Background & UNIX Overview

There’s plenty of useful information on using the cluster or SLURM here, but we try to add some tidbits below that might be pertinent. Take all with a grain of salt.

Bioinformatic setup

There are two ways of approaching all the scripts and programs necessary. Keep them in your main directory in a /scripts folder, or make copies of them in the project/directory you are working in. The last way allows for project specific changes without changing the original script.

Folder Organization

With the large number of files that exist within these pipelines, it’s easy to get lazy, and then get confused about where/what files are. Following the same folder structure across sequencing runs and projects will be really helpful, as does naming conventions. Either way, pick something that works for you and stick with it. One possibility is as follows, but it’s by no means “the way.”

Make a Project Folder

Create a project folder for your organism or project. When naming files/folders don’t use spaces, and separate words using _ or CamelCase. Inside your project folder, you’ll want another folder named for the sequencing run (i.e., SOMMXXX). Then create these subfolders inside:

/raw (where raw sequencing files are linked/copied)
/split (where the unzipped and then split by barcode fastq live)
- /split_out (split by plate barcode)
/fastq (where the processed fastq/bams and analyses live)
- /align (the aligned bams)
  - /slurm_outs (for all slurms)

i.e., mine looks something like this: /home/projects/rapture/SOMM163/raw

UNIX/BASH Commands refresher

Logging In to the FARM

Logging in to the server requires your username and access.
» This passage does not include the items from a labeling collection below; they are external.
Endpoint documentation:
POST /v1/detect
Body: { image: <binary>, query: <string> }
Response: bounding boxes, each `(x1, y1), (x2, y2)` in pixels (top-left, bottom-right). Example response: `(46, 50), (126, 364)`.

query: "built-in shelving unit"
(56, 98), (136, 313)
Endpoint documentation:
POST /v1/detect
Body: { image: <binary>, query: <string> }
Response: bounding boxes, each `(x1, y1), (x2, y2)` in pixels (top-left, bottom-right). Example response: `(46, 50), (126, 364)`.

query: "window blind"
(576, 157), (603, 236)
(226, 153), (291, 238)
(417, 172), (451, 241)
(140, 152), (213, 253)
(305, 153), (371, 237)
ssh -p 2022 USERNAME@agri.cse.ucdavis.edu

You can add this full command as a shortcut to your .bash_profile doing something like the following, and then you only need to type “farm” to login.
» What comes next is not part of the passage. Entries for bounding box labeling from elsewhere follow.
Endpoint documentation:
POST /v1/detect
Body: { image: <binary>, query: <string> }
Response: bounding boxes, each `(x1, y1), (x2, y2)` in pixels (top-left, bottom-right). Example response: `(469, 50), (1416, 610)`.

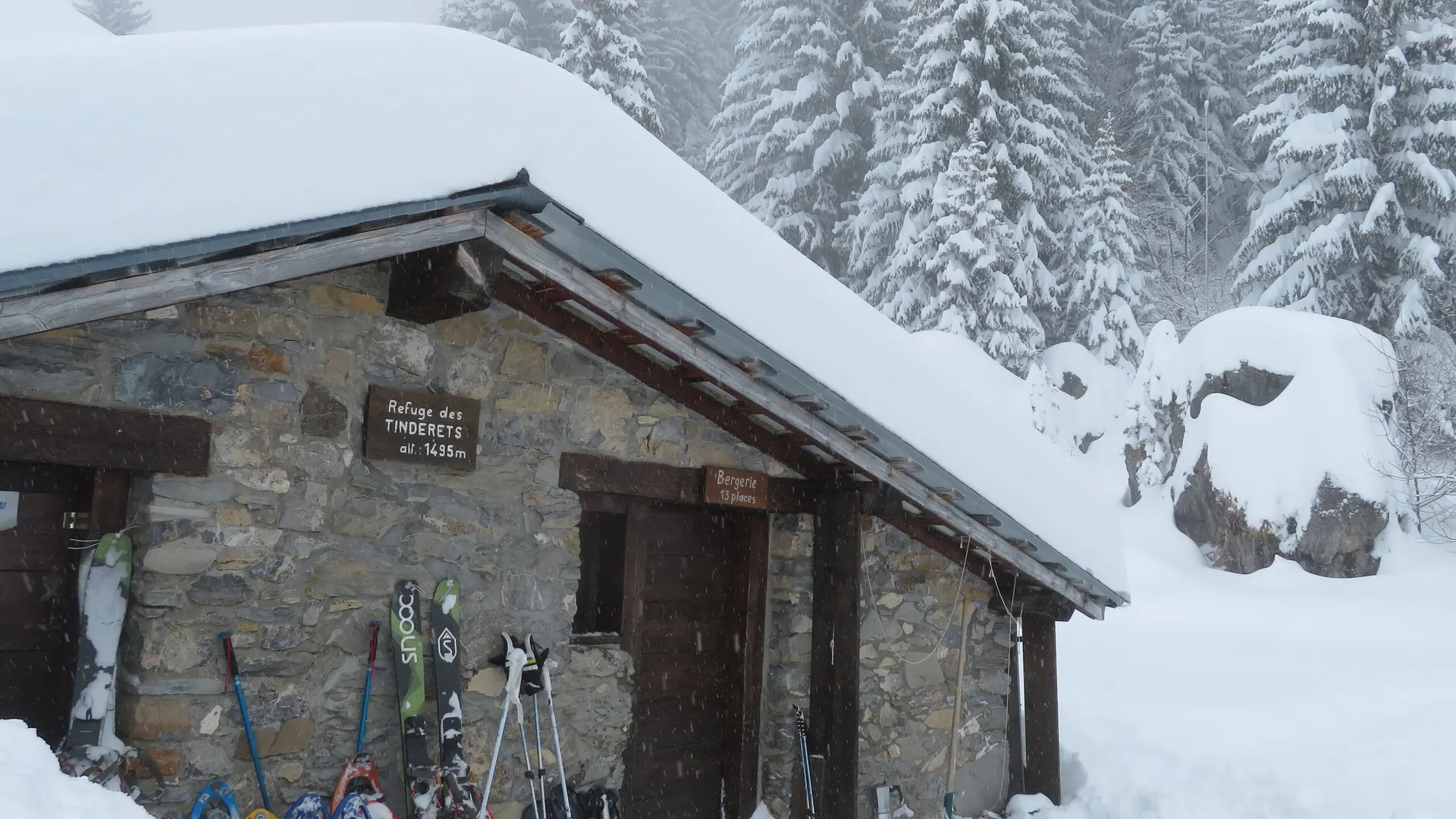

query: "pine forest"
(443, 0), (1456, 375)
alias farm='ssh rapeek@farm.cse.ucdavis.edu'

Running things on the Cluster

To run a program or task on the server (Never on the head node!), you’ll use sbatch ____ or srun. However there are a few things you’ll need to add:

time: Must use -t for time needed to run program, for 24 hours:
- sbatch -t 24:00:00 ___
priority: Use -p for importance (low, med, high):
- sbatch -t time -p high ___
memory: Change the memory used, (i.e., 16, 64, etc.)
- sbatch --mem=16G -t time - p high ___

Although not always shown below, in our cluster, all sbatch must have a time (-t) flag or they will fail to run.
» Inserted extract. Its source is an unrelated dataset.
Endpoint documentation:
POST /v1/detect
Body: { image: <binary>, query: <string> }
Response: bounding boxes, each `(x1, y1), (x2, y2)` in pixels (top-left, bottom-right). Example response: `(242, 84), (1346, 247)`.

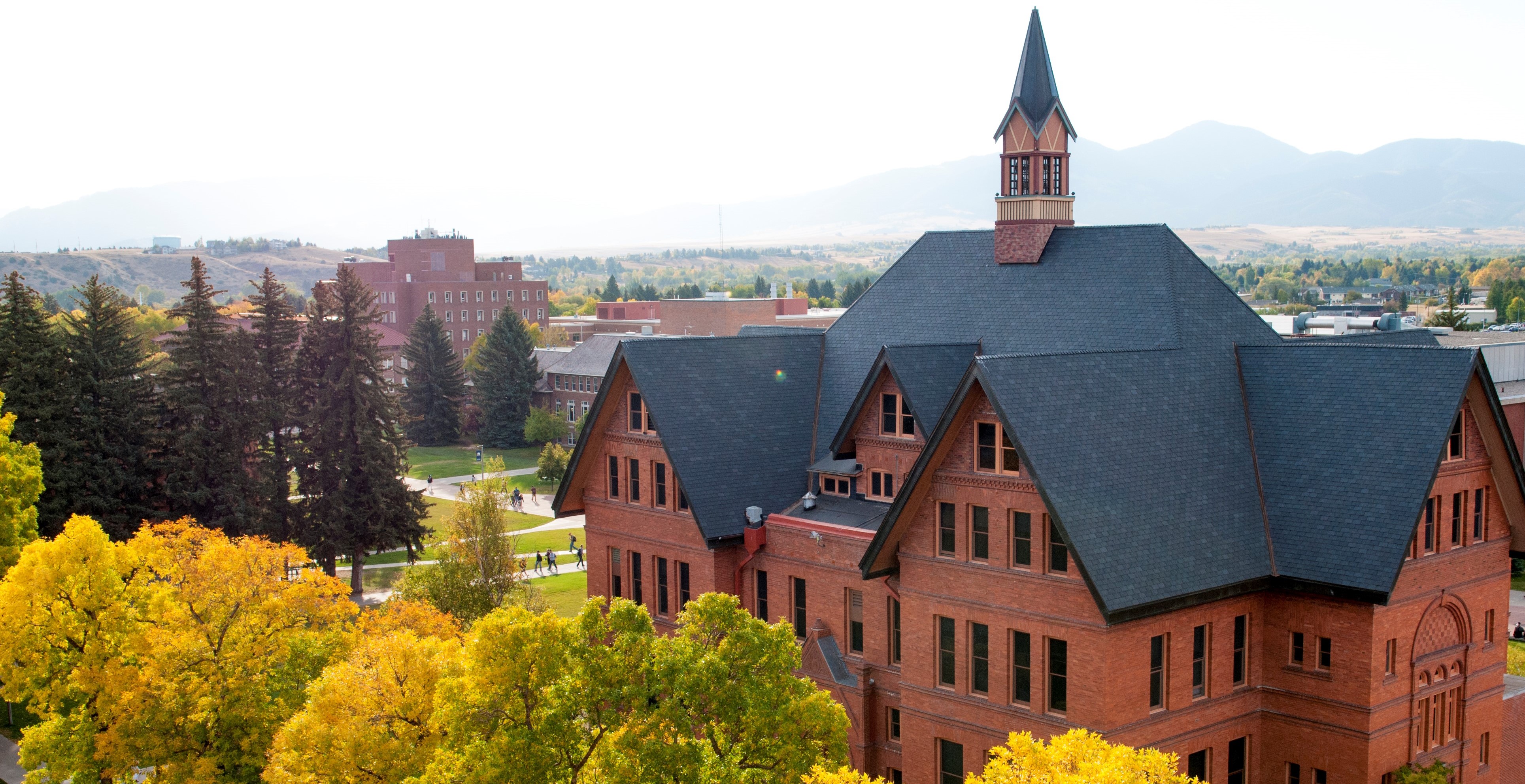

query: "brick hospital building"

Cancelling tasks on the cluster can be done with:

scancel [JOBNUMBER]

To check whether sbatch is running, type smap -c | grep USERNAME, or to see everything that is running on the server right now, type top.

The output of most all server tasks is a “slurm” file. It has helpful information on the job, status, etc. The first place to check when troubleshooting is usually a slurm-____ file. They are numbered by job number, so the most recent file/job will have the highest number.

Word count/file counts

wc -l the fastq files
ls -l *.hash | wc -l count files in a dir

Check File Sizes

du -hs * | sort -hs

Get First Column of sorted multicolumn file:

wc -l rabo_all*mafs | sort -h | awk '{print $1}'

List Files by Datetime Stamp

ls -lt *FILE*

Screens

Screen is a full-screen window manager that multiplexes a physical terminal between several processes, typically shells. They provide a method to run multiple windows (usually programs) at one time, helpful if you are doing srun or viewing other tasks while working in a different screen.
To open a new screen:
- screen
To temporarily close a screen (hold down ctrl)
- ctrl + a + d
To Re-Open a Screen
- screen -r
To Detach a screen use
- screen -d
To Exit a screen:
- type exit in current screen
To List Screens or see screen numbers & return to a screen:
- screen -ls
- screen -r [number]
Command keys (Ctrl a + ?) or Key Binding

Text Editors (VIM)

While there are many available, we tend to prefer VIM. There’s a whole bunch of resources online (see this webpage) A few tips regarding VIM:

To exit without saving use :q!
To exit and save use: :wq
Find and replace many/every line: :%s:
Replace something specific: :%s:AMER:../AMER:
Alternatively you can say :7,12: for lines 7 through 12
To use a sed command within vim to find and replace, can use:
- shift + :, then 1, $s/TGCAGG$/TGCAGG.sort.flt.bam/g (search for line ending with TGCAGG)

For column-wise editing:

Press Ctrl+v, then mark across the column you want to edit.
Shift+i to insert text at the beginning of the column,
Shift+a to append text,
r to replace highlighted text, d to delete, c to change… etc.